Here, it is still the modeller’s responsiblity to select a suitable set of characteristics to appear in the databook. However, the user is now able to provide weights that reflect their data quality without the possibility of those weights resulting in the system becoming underdetermined. The conditions for a nonzero setup weight to be used are

- The provided characteristic values are inconsistent,
*and* - Some of the data is known to be of higher quality than others,
*and* - Those characteristics are also the ones where the inconsistency occurs

Thus, *for the majority of applications, no setup weight would need to be entered*. If the provided characteristic values are inconsistent, this is detected automatically based on the residual being large, and the user is warned accordingly. At that point, the user can decide whether or not they need to specify different setup weights.

## Computing initial values at arbitrary times¶

The initial compartment values are computed based on the characteristic values at a specific point in time. However, the data values entered in the databook are in general provided at sparse, arbitrary times. Therefore, it is typically necessary to interpolate each of the characteristics onto the initial simulation time prior to calculating the initial compartment values.

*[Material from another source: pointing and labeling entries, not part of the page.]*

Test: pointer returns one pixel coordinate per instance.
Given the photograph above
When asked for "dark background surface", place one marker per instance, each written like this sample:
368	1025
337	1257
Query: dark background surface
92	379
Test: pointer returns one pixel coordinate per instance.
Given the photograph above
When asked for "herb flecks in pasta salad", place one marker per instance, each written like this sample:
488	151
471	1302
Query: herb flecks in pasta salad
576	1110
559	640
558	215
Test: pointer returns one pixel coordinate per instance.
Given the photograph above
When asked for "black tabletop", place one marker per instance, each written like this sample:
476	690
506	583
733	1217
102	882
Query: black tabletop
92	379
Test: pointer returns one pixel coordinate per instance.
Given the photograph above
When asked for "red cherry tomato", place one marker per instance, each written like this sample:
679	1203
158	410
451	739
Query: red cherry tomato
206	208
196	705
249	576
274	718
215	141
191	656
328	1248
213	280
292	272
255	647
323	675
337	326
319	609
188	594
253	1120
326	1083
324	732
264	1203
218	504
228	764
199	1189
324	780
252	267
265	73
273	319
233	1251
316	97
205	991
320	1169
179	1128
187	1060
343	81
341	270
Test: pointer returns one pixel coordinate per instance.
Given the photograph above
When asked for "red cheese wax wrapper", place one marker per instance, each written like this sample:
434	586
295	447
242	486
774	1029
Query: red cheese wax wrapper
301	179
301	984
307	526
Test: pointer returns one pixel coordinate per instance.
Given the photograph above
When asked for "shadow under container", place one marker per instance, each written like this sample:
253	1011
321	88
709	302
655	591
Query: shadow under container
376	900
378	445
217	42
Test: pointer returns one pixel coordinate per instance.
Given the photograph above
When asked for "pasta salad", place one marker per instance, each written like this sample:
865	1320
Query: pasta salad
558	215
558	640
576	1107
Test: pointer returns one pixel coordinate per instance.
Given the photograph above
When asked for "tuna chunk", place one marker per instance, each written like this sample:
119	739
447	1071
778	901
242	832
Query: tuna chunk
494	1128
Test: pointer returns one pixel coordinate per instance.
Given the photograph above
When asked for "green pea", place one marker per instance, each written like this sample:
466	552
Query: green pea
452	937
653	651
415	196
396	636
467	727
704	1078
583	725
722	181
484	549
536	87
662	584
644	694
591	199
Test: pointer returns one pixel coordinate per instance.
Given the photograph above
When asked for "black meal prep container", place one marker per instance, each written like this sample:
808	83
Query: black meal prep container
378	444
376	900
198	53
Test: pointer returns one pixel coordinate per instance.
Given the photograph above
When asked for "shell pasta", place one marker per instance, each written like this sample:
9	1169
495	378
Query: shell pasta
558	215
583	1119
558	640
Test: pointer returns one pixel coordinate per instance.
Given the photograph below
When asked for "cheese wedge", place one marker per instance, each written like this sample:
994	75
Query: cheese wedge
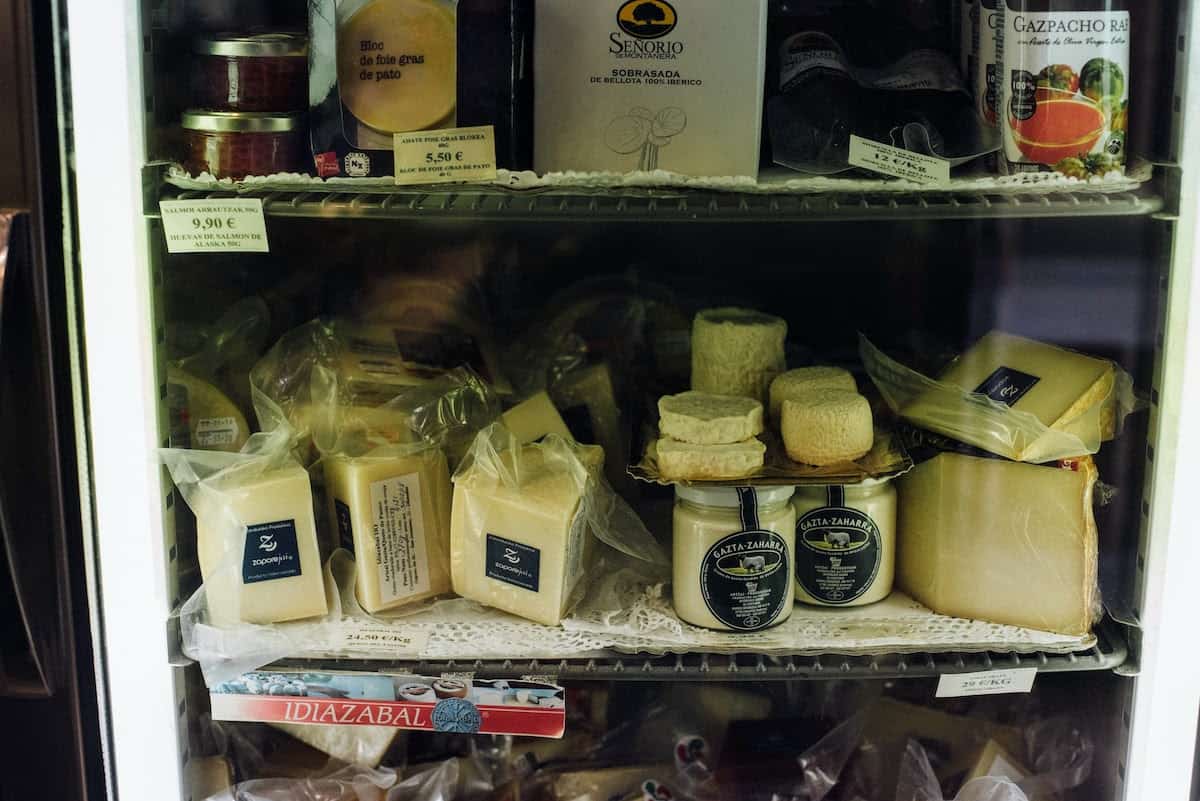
706	419
1000	541
827	427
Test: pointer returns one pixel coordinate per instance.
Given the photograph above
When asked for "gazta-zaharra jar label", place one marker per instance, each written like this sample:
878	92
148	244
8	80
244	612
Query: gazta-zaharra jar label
838	550
1067	85
744	577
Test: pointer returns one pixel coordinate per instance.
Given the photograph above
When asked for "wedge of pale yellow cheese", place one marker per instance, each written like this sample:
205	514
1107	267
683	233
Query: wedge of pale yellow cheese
1000	541
1065	390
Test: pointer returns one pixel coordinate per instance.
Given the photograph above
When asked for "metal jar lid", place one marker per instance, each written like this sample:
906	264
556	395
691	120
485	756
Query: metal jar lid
241	121
252	44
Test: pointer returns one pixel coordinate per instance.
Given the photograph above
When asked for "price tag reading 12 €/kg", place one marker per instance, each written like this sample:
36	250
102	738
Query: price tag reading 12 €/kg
214	226
445	156
897	162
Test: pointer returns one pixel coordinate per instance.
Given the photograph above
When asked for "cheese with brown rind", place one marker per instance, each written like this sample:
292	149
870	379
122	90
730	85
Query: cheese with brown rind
1000	541
826	427
689	462
737	351
707	419
787	386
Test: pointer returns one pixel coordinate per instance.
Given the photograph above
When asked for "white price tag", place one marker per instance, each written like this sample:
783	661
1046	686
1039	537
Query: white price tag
989	682
897	162
451	156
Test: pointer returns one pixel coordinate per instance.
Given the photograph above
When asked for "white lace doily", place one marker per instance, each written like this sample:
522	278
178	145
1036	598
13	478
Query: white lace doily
771	181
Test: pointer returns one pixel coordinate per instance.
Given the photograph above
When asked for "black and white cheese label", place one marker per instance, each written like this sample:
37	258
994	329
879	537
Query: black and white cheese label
1007	385
744	577
271	552
513	562
838	552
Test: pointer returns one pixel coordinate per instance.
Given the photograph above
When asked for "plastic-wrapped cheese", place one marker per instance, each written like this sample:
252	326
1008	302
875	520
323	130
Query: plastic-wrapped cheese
257	542
394	511
737	351
827	426
790	385
707	419
202	416
1000	541
355	745
517	537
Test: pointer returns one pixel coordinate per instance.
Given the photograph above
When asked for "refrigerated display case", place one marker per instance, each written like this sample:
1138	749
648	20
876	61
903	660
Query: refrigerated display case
550	272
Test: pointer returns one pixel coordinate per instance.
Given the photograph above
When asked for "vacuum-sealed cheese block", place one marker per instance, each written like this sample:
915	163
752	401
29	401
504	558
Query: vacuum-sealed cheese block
1066	391
737	351
1001	541
394	512
534	417
257	542
202	416
519	541
707	419
825	427
790	385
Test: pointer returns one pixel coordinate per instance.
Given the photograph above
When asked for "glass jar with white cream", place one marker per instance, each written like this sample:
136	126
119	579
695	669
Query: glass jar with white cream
845	543
733	555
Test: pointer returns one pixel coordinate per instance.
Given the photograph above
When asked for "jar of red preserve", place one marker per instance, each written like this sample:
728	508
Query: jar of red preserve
258	72
237	144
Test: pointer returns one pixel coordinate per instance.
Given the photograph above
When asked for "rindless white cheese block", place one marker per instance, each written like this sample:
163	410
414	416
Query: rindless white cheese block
623	85
706	419
787	386
825	427
1065	390
521	544
394	511
689	462
257	543
737	351
534	417
1000	541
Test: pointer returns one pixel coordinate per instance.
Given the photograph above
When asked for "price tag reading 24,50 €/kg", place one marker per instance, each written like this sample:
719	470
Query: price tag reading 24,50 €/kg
445	156
214	226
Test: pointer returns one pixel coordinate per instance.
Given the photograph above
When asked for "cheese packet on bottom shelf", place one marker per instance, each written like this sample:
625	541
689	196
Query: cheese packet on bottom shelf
256	531
1014	397
523	523
1001	541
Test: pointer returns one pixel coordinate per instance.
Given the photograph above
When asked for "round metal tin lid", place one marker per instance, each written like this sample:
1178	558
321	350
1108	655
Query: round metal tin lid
241	121
252	44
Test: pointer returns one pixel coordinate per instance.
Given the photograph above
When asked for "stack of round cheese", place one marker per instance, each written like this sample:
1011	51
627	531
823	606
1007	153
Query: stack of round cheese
706	435
822	416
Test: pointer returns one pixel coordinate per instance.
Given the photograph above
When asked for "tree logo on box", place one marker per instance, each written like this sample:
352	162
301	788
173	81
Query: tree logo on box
647	18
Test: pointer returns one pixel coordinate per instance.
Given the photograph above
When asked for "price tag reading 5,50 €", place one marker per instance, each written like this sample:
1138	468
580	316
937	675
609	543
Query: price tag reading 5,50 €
445	156
214	226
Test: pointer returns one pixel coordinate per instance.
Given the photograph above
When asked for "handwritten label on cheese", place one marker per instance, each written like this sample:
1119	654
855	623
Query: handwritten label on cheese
451	156
989	682
895	162
214	226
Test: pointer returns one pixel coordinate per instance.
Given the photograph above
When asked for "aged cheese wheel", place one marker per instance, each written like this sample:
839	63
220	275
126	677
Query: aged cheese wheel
737	351
793	383
827	426
707	419
688	461
397	64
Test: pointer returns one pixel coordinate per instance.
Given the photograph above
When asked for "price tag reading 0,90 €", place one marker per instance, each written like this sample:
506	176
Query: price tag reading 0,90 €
214	226
445	156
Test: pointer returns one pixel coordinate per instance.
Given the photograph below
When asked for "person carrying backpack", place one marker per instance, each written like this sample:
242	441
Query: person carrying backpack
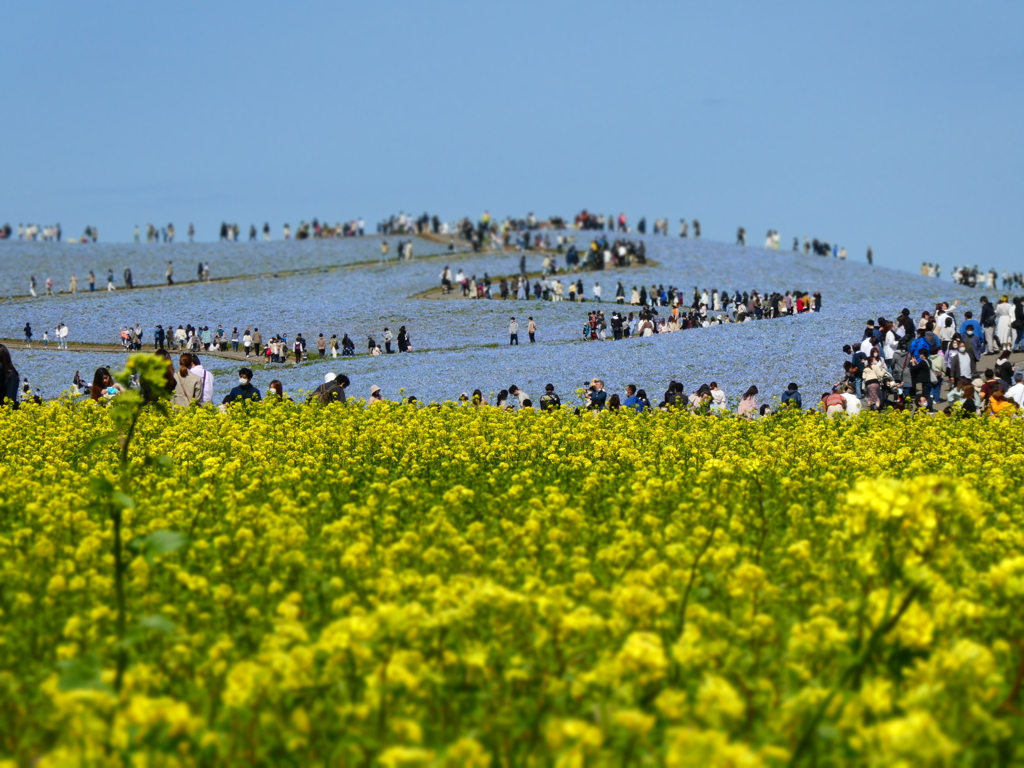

The critical issue here is that inconsistencies in the values can be time dependent. For example, the user may enter a consistent set of values in 1990 but an invalid set of values in 2000. If the simulation is started in 1990 then it may run fine, but if started in 2000 it is possible that an inconsistency could result in negative compartment sizes. More insidious is the possibility that interpolation could result in inconsistent values. For example, suppose that the values are consistent in 1990 *and* in 2000. It is still possible that in 1995 the interpolated values are not consistent, particularly if some of the characteristics have data values between 1990 and 2000 and others do not.

Because the interpolation routine uses the nearest-neighbour value for times before and after the first or last data point, respectively, if the simulation is started from the first year in the databook then it is possible to directly read out the characteristic values used for interpolation, which makes diagnosing inconsistencies easier. However, if interpolation results in inconsistencies, the input characteristic values will not correspond to anything entered in the databook. So it is important to keep this issue in mind when diagnosing inconsistent initializations when the simulation start year is different to the data start year.